Quin: It seems to have really made venture capitalists more eager to focus on companies like biotech, where you’re not expecting to turn out a massive profit in three years’ time. And that’s fantastic and power to all of us, because that is where I believe the future is in good innovation, and venture capitalists need to be taking bigger risks.

Grant: Many people who maybe weren’t in the infectious disease space weren’t seriously anticipating something like this. What things do you think are underestimated? What things do you think in the next decade or so could really come out and change things in a way that most people aren’t at all prepared for. 
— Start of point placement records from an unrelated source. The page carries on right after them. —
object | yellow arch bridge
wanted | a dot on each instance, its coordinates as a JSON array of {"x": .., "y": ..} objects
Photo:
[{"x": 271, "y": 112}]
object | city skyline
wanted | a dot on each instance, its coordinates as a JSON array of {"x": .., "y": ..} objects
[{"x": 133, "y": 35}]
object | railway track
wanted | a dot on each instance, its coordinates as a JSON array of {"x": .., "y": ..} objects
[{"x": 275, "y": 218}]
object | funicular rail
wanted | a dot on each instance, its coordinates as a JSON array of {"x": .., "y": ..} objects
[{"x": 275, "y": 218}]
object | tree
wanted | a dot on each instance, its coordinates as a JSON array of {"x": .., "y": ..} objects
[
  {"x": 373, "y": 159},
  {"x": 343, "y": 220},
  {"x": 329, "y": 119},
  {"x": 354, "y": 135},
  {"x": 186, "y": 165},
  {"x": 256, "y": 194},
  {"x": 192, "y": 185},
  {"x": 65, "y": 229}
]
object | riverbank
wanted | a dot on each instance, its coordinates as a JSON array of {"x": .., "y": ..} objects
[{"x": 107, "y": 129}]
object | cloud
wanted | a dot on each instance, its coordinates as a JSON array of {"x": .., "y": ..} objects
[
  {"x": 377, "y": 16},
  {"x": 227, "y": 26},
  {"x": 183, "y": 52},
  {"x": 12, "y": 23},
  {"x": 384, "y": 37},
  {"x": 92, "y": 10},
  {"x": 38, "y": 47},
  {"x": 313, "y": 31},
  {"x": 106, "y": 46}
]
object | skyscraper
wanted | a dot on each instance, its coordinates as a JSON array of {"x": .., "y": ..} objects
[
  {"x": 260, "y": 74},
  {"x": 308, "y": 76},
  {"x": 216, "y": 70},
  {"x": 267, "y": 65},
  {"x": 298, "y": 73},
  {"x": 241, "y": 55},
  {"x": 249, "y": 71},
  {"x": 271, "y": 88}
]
Quin: Quite honestly, I think it’s worth pointing again to infectious disease. You know, it’s really incredible. If you’re interested in aging medicine and aging drivers and nutrient sensing and how these things play out as we age, you look at some of the great, popular books that have been written recently. Particularly coming out of East coast, West coast, US, and I think almost all of these books, by various academic authors, except for one or two, perhaps have all said that. Of course the future of humanity is so dependent on understanding the fundamentals of aging metabolism, et cetera, et cetera, with a one exception. That there could be a massive viral or disease pandemic that can wipe us out. And there you go. This is what we live in right now. We are a very fragile species.

Grant: This is the little league version here, right? If it’s at the fatality rate of SARS or MERS or something, we’d be in a deep shit.

Quin: No, absolutely. Let’s hope we learn from this, but history dictates that humans need a few things to go. You need it to go wrong a few times before we learn. Fingers crossed, it is not the case this time round, for sure.

Grant: Great. Well, thank you so much for joining us today. I really, really appreciate it. And also, is there anything else you want to say before we go? Anything else about the company, a shameless plug, some hobby of yours, whatever. 

Quin: No shameless plugs, only to just thank my co-founder and thank my team. It’s such an honor and a privilege as a modern human being to be able to chase your passions, to be financed to chase your passions and have, even if it’s just a small chance of being able to make a real difference to human health. And I’m very lucky to have the people I have around me. So thank you. And, thank you for having me on, man.

Grant: Well, thanks for joining us. It was great.